Долго они шли молча. Жена тихо плакала. Маурер стал приходить в себя. Не знаю, что со мной стряслось, неожиданно трезвым голосом признался он. Ты была такая красивая, будто я тебя, дорогая, впервые увидел. Это новое платье тебе очень идет. А что тебе швейцар говорил? Он рассказывал, что видел во сне, будто ловит в темном подвале зайца, но не поймал, засмеялась жена.
Первый снег
Уплочено же — вспомяни мои крики! —
За этот последний простор.
Не надо Орфею сходить к Эвридике
И братьям тревожить сестер.
Марина Цветаева
1
Ээро случайно встретил на центральной площади своего друга, художника. Они выпили кофе и решили прогуляться. За городом осень была заметнее. Они направились в старый, милый, но запущенный район. Публика там была тоже не самая лучшая, но яркие осенние краски скрадывали гнетущее впечатление. Долго бродили они среди старых двухэтажных домов. Иногда бросали взгляд на подвальные окна под ногами, в которых виднелись вьющиеся растения. Заходили в маленькие овощные лавки, в одной купили соленых огурцов и съели их на ходу, жмурясь от яркого солнца. Падали листья. Большая часть деревьев уже облетела. На этот раз деревья правильно разобрались в обстановке. В прошлом году случилось недоразумение. Деревья не успели завершить свои дела, листья не успели пожелтеть и опасть. Они хотели еще расти, но повалил снег. И когда снег в середине зимы растаял, деревья стояли такие же зеленые, с неопавшей листвой: они со своими фитогормонами по-прежнему были сбиты с толку. А в этот год все вроде бы шло хорошо. Под ногами было полно опавшей листвы.

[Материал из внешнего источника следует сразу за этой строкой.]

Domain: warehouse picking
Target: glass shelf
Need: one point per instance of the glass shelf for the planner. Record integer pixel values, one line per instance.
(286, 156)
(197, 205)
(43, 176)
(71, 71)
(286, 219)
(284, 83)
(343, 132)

Художнику пришла мысль пойти в гости — тоже к одному художнику, он жил тут же недалеко, через железнодорожные пути. Они позвонили из будки. Конечно, их ждали с удовольствием. Они купили бутылку вина и пошли. Вдоль путей стояли большие серые дома без окон, отбрасывавшие длинные холодные тени. Часть путей была заброшена, рельсы заросли травой. Другая часть ее функционировала: издалека доносились гудки. Вечерело. С мостового крана неподвижно свисал железный крюк. Навстречу попалась какая-то старуха. Прошли мимо маленького кафе, но оно уже было закрыто, в окне виднелись вареные яйца. Вот и улица, где жил художник. Во дворе было много кустов. Ателье помещалось в подвале. Хозяин уже их поджидал, заварил чай, открыл коньяк. Ателье было в идеальном порядке. Ээро удивился, как он красиво отделал подвал тут на окраине. В одном углу стоял диван, перед ним круглый стол. У окна мольберт. В окно виднелась крапива, заглянул мимоходом старый кот. Изредка можно было увидеть ноги прохожего. Ээро листал книги по искусству, слушал хозяина. Тут хозяин сказал, что покажет новую картину.